As president and chief executive officer of the Arizona Hospital and Healthcare Association, which is advocating in support of the trauma data confidentiality bill -- House Bill 2506 -- I would like to respond to your recent editorial questioning that effort and to clarify a few misconceptions.
First, rural hospitals are not currently required to submit trauma data, whether for public or private scrutiny. The purpose of the bill is to encourage more hospitals, other than those currently required by law, to collect this data.
Its important to recognize the purpose of a trauma registry, which is a body of data collected about the initial care, treatment, and follow-up care delivered to trauma patients. The purpose of such a registry is to enable public health agencies, physicians, paramedics, hospitals and rehab facilities to look at the entire system of care delivered to trauma patients so we can find better ways to help get the right patient to the right place at the right time.

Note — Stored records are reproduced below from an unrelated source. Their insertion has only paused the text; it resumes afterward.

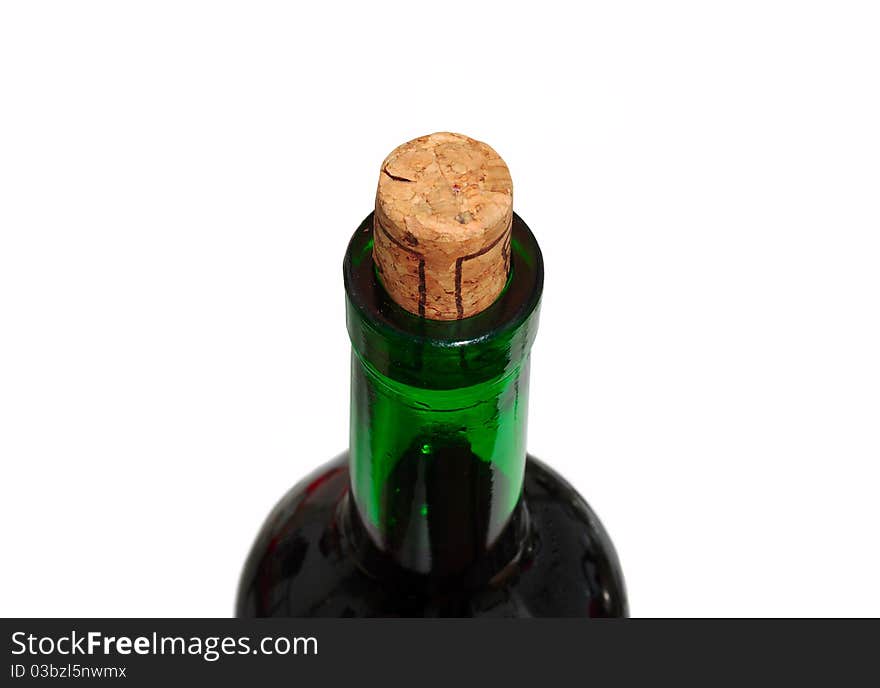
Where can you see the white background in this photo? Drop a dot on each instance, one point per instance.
(178, 182)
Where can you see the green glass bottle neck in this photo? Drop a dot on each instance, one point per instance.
(436, 474)
(438, 414)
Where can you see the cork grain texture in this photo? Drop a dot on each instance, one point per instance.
(441, 230)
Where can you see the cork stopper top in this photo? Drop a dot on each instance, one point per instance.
(441, 230)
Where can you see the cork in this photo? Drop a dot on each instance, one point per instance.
(441, 230)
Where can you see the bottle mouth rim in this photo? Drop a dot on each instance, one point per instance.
(375, 309)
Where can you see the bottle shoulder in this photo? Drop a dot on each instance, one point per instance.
(303, 563)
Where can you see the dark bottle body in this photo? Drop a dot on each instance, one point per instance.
(312, 559)
(435, 510)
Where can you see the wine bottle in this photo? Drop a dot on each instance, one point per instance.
(436, 509)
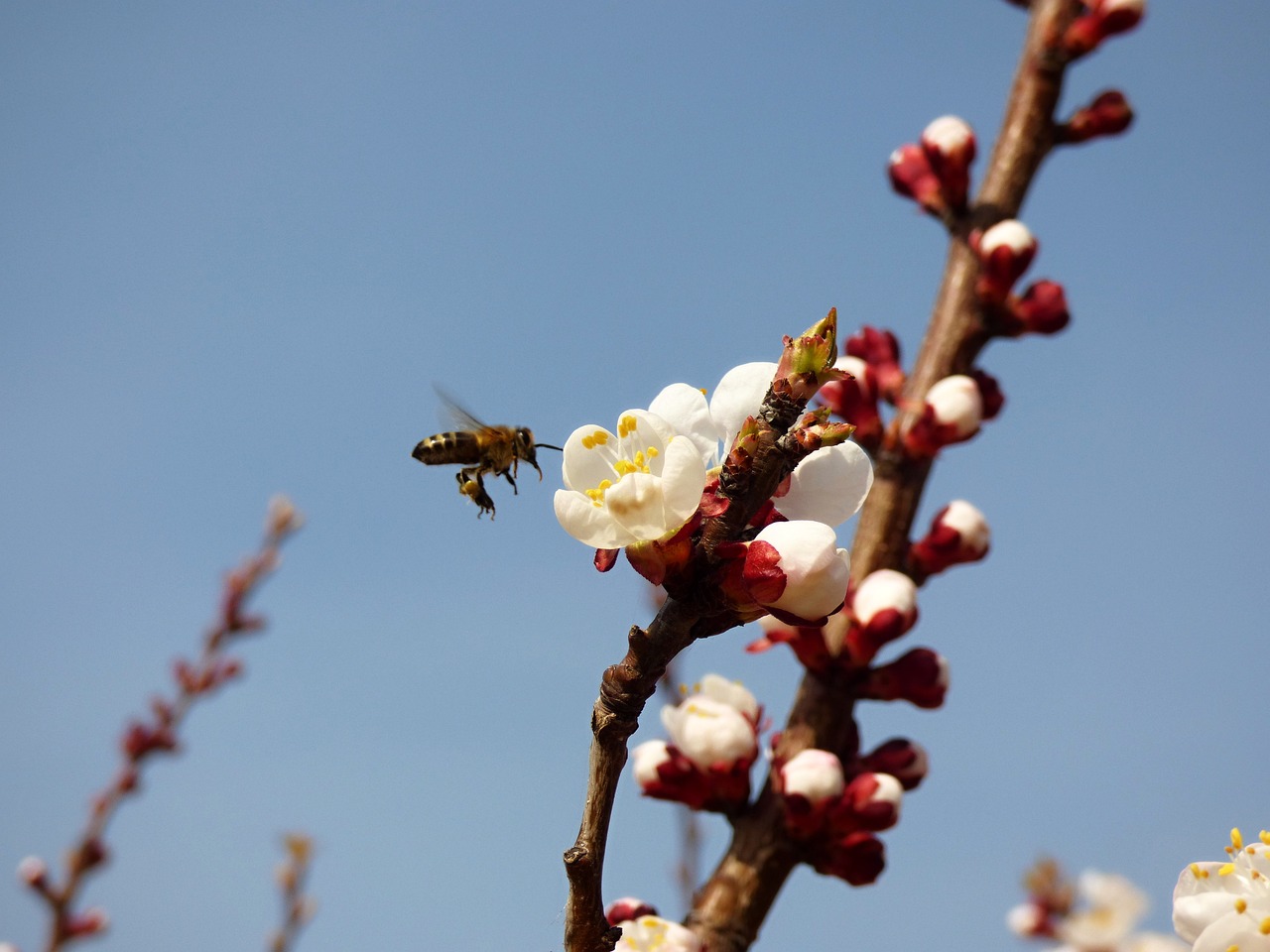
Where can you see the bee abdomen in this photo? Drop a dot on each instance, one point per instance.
(456, 447)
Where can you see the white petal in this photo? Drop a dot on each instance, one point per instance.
(739, 395)
(590, 525)
(686, 409)
(589, 454)
(828, 486)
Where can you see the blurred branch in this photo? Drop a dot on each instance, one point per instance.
(158, 734)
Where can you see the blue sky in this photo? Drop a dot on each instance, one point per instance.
(239, 245)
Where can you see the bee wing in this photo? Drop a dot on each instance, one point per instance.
(461, 417)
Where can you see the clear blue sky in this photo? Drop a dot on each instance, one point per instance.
(239, 244)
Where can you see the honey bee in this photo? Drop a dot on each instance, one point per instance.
(481, 448)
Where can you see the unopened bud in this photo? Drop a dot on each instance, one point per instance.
(949, 146)
(1005, 252)
(1109, 114)
(902, 758)
(1042, 309)
(920, 676)
(959, 534)
(884, 607)
(912, 177)
(622, 910)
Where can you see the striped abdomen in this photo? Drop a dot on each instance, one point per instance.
(453, 447)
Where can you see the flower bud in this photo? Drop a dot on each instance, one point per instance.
(880, 350)
(855, 399)
(651, 933)
(622, 910)
(1005, 252)
(35, 873)
(920, 676)
(903, 760)
(1105, 18)
(912, 177)
(816, 775)
(949, 146)
(1109, 114)
(884, 607)
(959, 534)
(952, 413)
(798, 571)
(1042, 309)
(857, 858)
(873, 800)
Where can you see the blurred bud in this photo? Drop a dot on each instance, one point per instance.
(1005, 252)
(855, 399)
(90, 921)
(902, 758)
(949, 146)
(1042, 309)
(1109, 114)
(912, 177)
(920, 676)
(952, 414)
(33, 871)
(871, 801)
(880, 350)
(959, 534)
(813, 774)
(622, 910)
(1103, 18)
(884, 607)
(857, 858)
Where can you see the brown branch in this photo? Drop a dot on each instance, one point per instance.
(143, 740)
(733, 904)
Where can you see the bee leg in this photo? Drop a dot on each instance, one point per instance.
(472, 485)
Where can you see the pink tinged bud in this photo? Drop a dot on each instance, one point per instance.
(920, 676)
(813, 774)
(625, 909)
(959, 534)
(949, 146)
(903, 760)
(855, 399)
(873, 801)
(90, 921)
(857, 858)
(1005, 252)
(1109, 114)
(1042, 309)
(35, 873)
(912, 177)
(880, 350)
(952, 413)
(884, 607)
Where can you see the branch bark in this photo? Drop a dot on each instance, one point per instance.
(733, 904)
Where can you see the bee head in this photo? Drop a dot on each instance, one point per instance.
(525, 448)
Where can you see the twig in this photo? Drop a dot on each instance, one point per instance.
(159, 734)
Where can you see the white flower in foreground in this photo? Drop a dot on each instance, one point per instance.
(651, 933)
(638, 485)
(815, 774)
(1225, 905)
(828, 486)
(715, 726)
(813, 567)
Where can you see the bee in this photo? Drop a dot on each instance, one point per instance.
(481, 449)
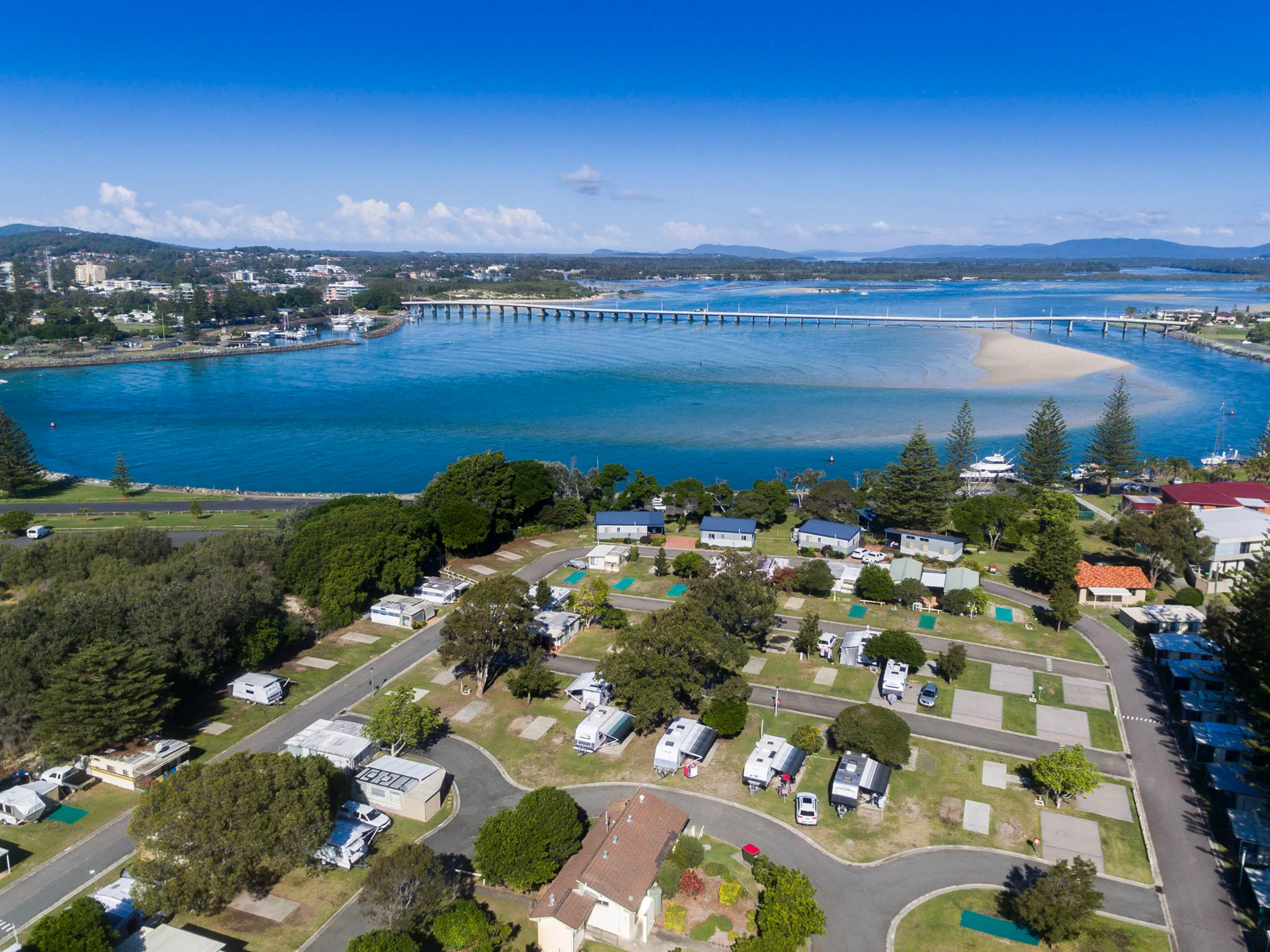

A trauma registry uses a systems approach that will help both the state and the community of providers to improve that care. It is not meant to be used to publicly highlight an individual provider's quality or lack of quality care. If the state collects more comprehensive trauma data from across the state, it is likely to improve trauma care everywhere, but especially in rural Arizona.
However, it is a significant administrative and financial burden for smaller, rural hospitals to collect this data; they're not likely to volunteer to do so if the data can be misused.
If it so happened that a delay in getting a trauma patient to a hospital, due to a lack of ambulance or other transport resources in a particular area resulted in a bad outcome, I don't believe that placing blame with an individual provider within the continuum of trauma care is going to improve the system.
Having a comprehensive statewide registry will help us pinpoint where more resources, like ambulances, are needed and to make sure that community gets those resources. Arizona's hospitals are eager to participate in the trauma registry by submitting data about trauma patients; but they don't want to be inappropriately blamed for what is essentially a system issue.
One last point: there are many other avenues that currently exist for public access to quality indicators about individual providers, such as reports from our state and federal health care agencies, and the major hospital accrediting organization, the Joint Commission on Accreditation of Healthcare Organizations, to name just a few.It is also important to understand that the bill does not affect the public's access to quarterly reports about how the system is doing, that has remained intact.